В общем, я не вошла, а нырнула рыбкой, запнувшись о порог. Большой, грустной, мокрой и обляпанной рыбкой. С коричневым пятном на груди, будто сегодня не только Игорь нагадил мне в душу, но и само мироздание не осталось в долгу.
— Ну, здравствуй, дорогая. Себе, смотрю, не изменяешь, — администратор Люба на ресепшене глянула на меня с усмешкой и бодро побежала пальчиками по клавиатуре ноутбука.
— Привет.
Я поднялась с пола.
Люба снова оторвалась от клавиатуры и посмотрела на меня.

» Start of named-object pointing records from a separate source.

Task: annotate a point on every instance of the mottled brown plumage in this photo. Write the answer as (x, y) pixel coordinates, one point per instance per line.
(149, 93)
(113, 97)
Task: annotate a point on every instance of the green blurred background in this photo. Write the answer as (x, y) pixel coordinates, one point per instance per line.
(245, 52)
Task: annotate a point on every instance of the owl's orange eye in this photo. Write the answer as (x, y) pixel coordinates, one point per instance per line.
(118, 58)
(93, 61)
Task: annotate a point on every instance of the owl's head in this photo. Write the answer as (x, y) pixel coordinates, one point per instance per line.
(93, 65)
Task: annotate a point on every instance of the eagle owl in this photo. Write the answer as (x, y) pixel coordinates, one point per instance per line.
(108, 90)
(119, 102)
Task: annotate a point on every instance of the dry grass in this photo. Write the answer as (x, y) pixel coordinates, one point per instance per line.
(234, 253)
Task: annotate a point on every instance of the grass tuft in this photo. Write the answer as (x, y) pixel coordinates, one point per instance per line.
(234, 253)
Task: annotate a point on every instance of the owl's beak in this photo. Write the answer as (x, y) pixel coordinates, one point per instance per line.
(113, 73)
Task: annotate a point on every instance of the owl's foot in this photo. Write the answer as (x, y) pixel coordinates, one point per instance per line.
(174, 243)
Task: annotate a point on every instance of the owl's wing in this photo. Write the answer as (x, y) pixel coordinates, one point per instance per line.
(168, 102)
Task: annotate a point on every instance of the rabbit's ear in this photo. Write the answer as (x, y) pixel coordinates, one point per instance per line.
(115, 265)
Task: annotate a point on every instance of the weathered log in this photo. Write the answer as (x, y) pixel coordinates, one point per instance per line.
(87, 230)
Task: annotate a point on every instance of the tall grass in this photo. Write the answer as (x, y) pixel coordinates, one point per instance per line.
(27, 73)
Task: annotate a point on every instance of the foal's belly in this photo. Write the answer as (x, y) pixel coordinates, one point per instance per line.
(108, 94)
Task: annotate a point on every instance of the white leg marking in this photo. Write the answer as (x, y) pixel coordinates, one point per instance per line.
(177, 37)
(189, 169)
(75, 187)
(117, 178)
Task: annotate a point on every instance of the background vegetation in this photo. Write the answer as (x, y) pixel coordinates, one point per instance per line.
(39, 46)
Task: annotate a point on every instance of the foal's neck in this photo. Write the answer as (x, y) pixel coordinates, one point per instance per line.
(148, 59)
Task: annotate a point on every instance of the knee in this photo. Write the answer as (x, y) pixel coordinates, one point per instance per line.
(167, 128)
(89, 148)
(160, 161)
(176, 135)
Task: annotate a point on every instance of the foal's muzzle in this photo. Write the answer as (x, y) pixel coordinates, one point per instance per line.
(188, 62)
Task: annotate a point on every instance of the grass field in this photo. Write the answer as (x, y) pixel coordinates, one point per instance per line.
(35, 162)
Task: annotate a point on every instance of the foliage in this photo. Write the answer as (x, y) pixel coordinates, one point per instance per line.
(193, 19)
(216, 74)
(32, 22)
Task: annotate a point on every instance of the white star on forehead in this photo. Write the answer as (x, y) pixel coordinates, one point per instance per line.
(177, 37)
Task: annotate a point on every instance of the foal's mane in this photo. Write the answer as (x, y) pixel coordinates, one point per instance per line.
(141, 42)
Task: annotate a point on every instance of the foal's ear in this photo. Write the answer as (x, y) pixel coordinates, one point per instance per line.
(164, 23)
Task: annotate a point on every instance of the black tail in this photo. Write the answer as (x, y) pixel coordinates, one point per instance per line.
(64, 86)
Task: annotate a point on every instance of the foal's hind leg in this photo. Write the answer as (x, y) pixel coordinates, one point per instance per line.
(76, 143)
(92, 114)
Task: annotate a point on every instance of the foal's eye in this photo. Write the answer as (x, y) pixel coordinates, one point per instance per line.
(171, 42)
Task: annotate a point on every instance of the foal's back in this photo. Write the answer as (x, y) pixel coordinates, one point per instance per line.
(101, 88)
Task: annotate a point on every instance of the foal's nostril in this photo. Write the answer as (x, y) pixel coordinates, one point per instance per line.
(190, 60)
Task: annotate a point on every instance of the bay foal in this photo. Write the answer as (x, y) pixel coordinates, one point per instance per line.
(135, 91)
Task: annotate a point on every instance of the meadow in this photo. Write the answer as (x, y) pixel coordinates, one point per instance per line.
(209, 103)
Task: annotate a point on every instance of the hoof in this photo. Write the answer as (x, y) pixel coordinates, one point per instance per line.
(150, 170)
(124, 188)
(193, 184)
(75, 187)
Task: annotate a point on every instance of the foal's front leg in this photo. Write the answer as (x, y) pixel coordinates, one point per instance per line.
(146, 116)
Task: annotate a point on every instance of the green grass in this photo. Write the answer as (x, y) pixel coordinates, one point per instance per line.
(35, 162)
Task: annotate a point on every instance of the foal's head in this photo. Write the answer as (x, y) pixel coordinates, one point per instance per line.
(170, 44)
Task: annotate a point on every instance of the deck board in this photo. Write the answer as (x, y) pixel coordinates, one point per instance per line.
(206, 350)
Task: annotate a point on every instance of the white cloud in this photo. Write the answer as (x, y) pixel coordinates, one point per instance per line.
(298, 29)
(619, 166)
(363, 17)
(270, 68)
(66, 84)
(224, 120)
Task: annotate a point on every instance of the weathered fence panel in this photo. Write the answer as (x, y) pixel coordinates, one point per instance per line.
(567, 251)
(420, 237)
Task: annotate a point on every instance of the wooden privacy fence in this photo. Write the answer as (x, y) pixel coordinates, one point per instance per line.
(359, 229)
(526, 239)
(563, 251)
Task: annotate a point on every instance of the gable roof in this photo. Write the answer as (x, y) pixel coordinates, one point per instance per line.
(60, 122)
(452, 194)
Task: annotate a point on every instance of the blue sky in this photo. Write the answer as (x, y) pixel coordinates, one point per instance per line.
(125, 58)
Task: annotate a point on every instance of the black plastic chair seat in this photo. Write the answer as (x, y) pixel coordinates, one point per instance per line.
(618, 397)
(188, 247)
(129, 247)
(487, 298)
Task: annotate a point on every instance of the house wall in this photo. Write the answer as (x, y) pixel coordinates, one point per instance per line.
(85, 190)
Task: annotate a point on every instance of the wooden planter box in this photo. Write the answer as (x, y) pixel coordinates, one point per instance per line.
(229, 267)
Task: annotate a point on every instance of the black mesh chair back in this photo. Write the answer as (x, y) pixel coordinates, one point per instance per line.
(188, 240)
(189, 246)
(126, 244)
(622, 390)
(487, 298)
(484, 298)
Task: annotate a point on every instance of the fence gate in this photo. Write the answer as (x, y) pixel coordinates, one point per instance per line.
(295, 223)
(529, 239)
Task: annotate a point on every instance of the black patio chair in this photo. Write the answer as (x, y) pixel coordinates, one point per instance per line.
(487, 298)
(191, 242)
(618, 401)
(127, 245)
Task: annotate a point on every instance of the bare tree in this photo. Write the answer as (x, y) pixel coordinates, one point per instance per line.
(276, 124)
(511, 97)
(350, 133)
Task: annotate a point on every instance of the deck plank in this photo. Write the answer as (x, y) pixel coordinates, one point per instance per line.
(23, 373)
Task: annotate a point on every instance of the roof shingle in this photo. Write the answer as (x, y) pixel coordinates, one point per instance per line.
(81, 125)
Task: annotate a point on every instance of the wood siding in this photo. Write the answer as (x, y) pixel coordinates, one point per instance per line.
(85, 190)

— Удручающее зрелище, — резюмировала Люба.
— Слушай, есть у тебя что-нибудь? — я показала на коричневое пятно. — Не пойду же так к детям.
— Есть блузка. Глянь в раздевалке. Но мятая, да и…
— Что и? — спросила я, догадываясь, что именно она не договаривает. Что-то типа «И пофиг, все равно ты не умеешь одеваться с блеском. Например, как я»
Люба всегда одевается как картинка. Картинка в какой-нибудь социальной сети или в приложении для знакомств. Все свои прелести обтянет так, что ничего кроме них и не видно. А я, да что я — даже эта моя толстовка сегодня исключение и разнообразие.
Я признаю только свои безразмерные бежевые свитера крупной вязки, светло-голубые джинсы и белые кроссовки. Ну или, учитывая, что сейчас лето, это будут белые рубашки с теми же светлыми джинсами, такая вот у меня детская страсть к голубым джинсам, в тон моим голубым глазам. Изредка, сарафан широкий, хлопковый. Но никаких «обтяжек для секси-гёрлов», что и привело меня к краху в личной жизни, как оказалось.
Люба наверняка думала, что мне её блузка подойдёт примерно так же, как верблюду смокинг. Мне так утром хотелось выскочить из нашей с Игорем квартиры, что схватила первое, что попалось под руку — его белую толстовку. Очень хорошо, что я её испортила. Просто замечательно. Но Любина блузка? Да черт с ней, не идти же к детям как свинтус.
— Давай, — бросила я Любе и кинулась в раздевалку.
Первое, что я подумала, когда надела блузку и глянула на себя в зеркало: «Может, я не ту профессию выбрала?» Я еле застегнула Любину блузку. Казалось, если глубоко вдохну, пуговицы отлетят со скоростью ружейной пули. Зато не видно, что она не глаженная.